Adesso dovrei dirvi che ho la nausea a ripetervi quello che ho detto per mesi, fin da quando stavo in Libia, che cioè si stava facendo un errore madornale, islamizzando di fatto tutta l’area e che insomma si stava meglio quando si stava peggio, cioè con Gheddafi. E poi con Petraeus ho un fatto quasi personale dopo che ha addirittura stipendiato, in Iraq, gli assassini del mio amico Baldoni. Piuttosto si sta riavvicinando la Russia a quelle zone, mentre l’egiziano al Sisi va a trovare Trump e chissà cosa succede: ne vedremo delle brutte? Con certa gente non si sa mai.

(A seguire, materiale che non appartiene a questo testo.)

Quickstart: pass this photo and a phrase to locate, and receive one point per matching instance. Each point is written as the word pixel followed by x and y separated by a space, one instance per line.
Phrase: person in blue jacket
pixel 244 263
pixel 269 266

Ma dovrei anche dirvi del solito gioco delle tre carte del Campidoglio che continua a prendersi meriti altrui, come la metropolitana-museo, mentre fa sempre più confusione sullo stadio. Poi ci sarebbe tanto da parlare sull’ennesimo accoltellamento fra giovanissimi. Oppure che contro i rapinatori non conviene sempre essere armati. Che dire poi delle giurie senza ritegno dei ballerini vip o delle paturnie di un noto conduttore che invecchia proprio male? Ma oggi proprio non mi va dei soliti bla bla. Ah, per fare politica ci vuole la pompa.